Marduke tells John that there's likely to be a couple of chests' worth of silver coins on the property elsewhere and if he dedicated enough time and effort to it, he'd wind up a rich man just by digging them up. John thinks it over for a moment, but decides that he doesn't want to spend all his time just working to make himself wealthy--the coins that Mr. Marduke located are certainly enough to get his guitar strung the way he wants it and with a little left over besides. He's hospitable enough to bring his guest's salt pork dinner out so it can be consumed under the open sky (at Mr. Marduke's request), and decides to get Defying while the Defying's good.
John, however, realizes that he's got to do some level grinding before he can face down the Devil, so after upgrading his guitar he goes out to walk the earth and see what he can do for the people that are getting hassled by supernatural beings. But before he does that, Lily stops by to snuggle with her man in the rickety hayloft in Grandpappy's barn. Sadly, Sharon Henesy underplays her role here and sounds more like a sleepy woman reading dialogue than a character in the scene. She's also a bit cheesed off that rather than buy things to make the farm more livable ("this one's our store-bought bed," she says, while examining one of the coins) her guy's going to pick a fight with Satan using a repurposed peso de ocho as the D string.
I imagine John was a little irritated that he didn't immediately run across some sort of dark power that he had to thwart. Poor guy. He does get to a wedding dance where the band doesn't need a spare guitar player, and the minister tells him there's a guy around there named Zebulon Yandro who might just stand a little thwarting. Turns out the guy's an undertaker who vastly overcharges the people in the community for tombstones that are huge, ugly and necessary if he's going to perform services and let the dead sleep comfortably in the churchyard. The minister says that Zebulon only cares about money; people, to him, are just things to be shipped, buried, and charged for. Yandro, eh? I've heard that name before. Which means the movie's getting to the part where the Wellman stories are really being adapted.
John's itching to get out into the big wide world and confront some evil, and he hasn't seen this Zebulon Yandro dude at all. He's ready to go elsewhere and look for some wickedness that doesn't sit around its house all day in a bathrobe watching TV when the minister tells him the only thing Yandro likes more than counting coins is wrecking the mood at parties. A nice joyous wedding full of dancing and music? That's going to draw Zebulon out there like a particularly dickheaded moth to a flame.
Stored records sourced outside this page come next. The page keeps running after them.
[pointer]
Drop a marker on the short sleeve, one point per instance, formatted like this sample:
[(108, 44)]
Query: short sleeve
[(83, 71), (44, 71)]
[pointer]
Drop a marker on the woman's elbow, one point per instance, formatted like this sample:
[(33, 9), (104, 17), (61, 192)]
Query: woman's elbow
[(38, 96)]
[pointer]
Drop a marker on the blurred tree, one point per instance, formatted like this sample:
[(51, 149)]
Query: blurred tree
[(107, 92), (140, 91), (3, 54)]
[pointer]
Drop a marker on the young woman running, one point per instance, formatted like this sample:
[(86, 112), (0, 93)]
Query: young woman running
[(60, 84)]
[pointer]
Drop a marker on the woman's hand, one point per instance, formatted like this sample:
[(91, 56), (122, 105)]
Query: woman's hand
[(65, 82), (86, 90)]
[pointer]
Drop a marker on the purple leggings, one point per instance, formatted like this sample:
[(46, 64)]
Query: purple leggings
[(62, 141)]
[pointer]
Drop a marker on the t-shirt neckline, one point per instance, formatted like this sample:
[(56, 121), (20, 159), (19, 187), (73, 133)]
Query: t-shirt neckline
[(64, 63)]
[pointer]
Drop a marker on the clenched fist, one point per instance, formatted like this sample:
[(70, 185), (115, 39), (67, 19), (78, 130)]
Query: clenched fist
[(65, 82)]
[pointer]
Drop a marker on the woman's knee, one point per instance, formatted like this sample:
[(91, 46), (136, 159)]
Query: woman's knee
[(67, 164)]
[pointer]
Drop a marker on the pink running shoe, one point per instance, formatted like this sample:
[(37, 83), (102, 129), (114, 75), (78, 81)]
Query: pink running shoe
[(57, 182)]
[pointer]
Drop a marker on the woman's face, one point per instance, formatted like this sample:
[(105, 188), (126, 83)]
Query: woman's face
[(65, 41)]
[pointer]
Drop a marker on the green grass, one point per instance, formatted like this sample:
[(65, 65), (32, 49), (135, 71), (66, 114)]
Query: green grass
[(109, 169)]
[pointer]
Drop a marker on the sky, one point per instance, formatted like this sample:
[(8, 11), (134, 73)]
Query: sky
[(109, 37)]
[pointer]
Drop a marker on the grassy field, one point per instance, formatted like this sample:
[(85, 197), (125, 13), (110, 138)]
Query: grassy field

Sure enough, Zebulon walks in and the music stops. Smoking a cigar and wearing a black suit and top hat, he's the death of the party all by his lonesome. John starts singing "The Desrick on Yandro", singing a song about a lonely cabin on top of a hill where the "wild beasts can't get me". That piques the undertaker's interest and he compliments the singer, wondering who wrote it. John tells him he learned it from his father, who learned it from his (because John's an honest man, he says he's not sure about who wrote it before that--the trail of provenance runs out after a couple generations). And the song's about Yandro's grandfather, for what that's worth. And a "witch girl" named Polly Wiltse, who was abandoned by Yandro the Elder after she summoned up some gold for him. She extracted a promise from the older Yandro to "lie in her arms for a year" in exchange for all that gold, but, well...like grandfather, like grandson. The only thing that the older Yandro wanted was the money. Even the prospect of a year in the arms of a supernaturally beautiful witch meant nothing to him, so he skipped out on his half of the bargain and kept the money.
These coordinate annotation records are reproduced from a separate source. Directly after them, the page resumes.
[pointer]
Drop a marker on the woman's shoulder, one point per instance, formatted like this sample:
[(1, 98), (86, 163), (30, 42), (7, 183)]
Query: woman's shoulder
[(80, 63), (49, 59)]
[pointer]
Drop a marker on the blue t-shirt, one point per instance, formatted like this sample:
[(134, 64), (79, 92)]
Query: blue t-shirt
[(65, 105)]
The only word that Zebulon Yandro cares about in that whole story, of course, is "gold". But the legend of Polly Wiltse, pining away for the only man she wanted, and casting a spell to fetch him back three-quarters of a century later, got told all around the mountains and John heard it from people who heard it from other people, and so the beat goes on. Zebulon say there's no chance of his grandfather fulfilling that bargain--at least, not without a 19th level cleric--but he's certainly willing to climb Yandro's high hill and take a look around for a witch's cabin (and a gigantic pile of gold she put together in the intervening years to entice the cad back to the top of her mountain).
John's the picture of honesty, and won't take Yandro's money to show him where that mountain is. That doesn't mean he won't show the man how to get there, just that the promise of a third of the gold that a witch is using for a vengeance spell doesn't interest him (smart man). Yandro brings the company car around the next morning and there's a fantastic shot that pulls back more than a mile to show the one road the two men are on surrounded by sloping hills all covered with trees. By the time they reach Yandro mountain night has fallen, and John and Zebulon have to climb in the dark. The stories say that Polly Wiltse will be there at midnight, and there's plenty of ascending they have to do in order to get there by the deadline.
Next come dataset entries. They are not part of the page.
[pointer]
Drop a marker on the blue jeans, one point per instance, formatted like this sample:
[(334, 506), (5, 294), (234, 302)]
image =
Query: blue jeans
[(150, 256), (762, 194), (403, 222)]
A series of stock audio animal roars flood the soundtrack and John refers to the Bammat and the Behinder, but they don't put in an appearance here, which is too bad. Onward the two men climb until they're right at the top of the mountain. There's plenty of spooky backlit fog to warn John and Yandro away, but the undertaker's still thinking about that gold and presses on (John follows; the dog's the smartest one of the trio and wants nothing to do with the top of Yandro's high hill but eventually goes to protect his human). Lost in the smoke-machine fog, John and his faithful animal companion eventually find the undertaker paralyzed where he stands. Eventually he makes his savings throw and escapes the Hold Person effect that had him stuck to the ground; and wouldn't you know it? There really is a desrick on Yandro and there really is a gorgeous young witch girl waiting for Joris Yandro to come back and live up to his half of their bargain.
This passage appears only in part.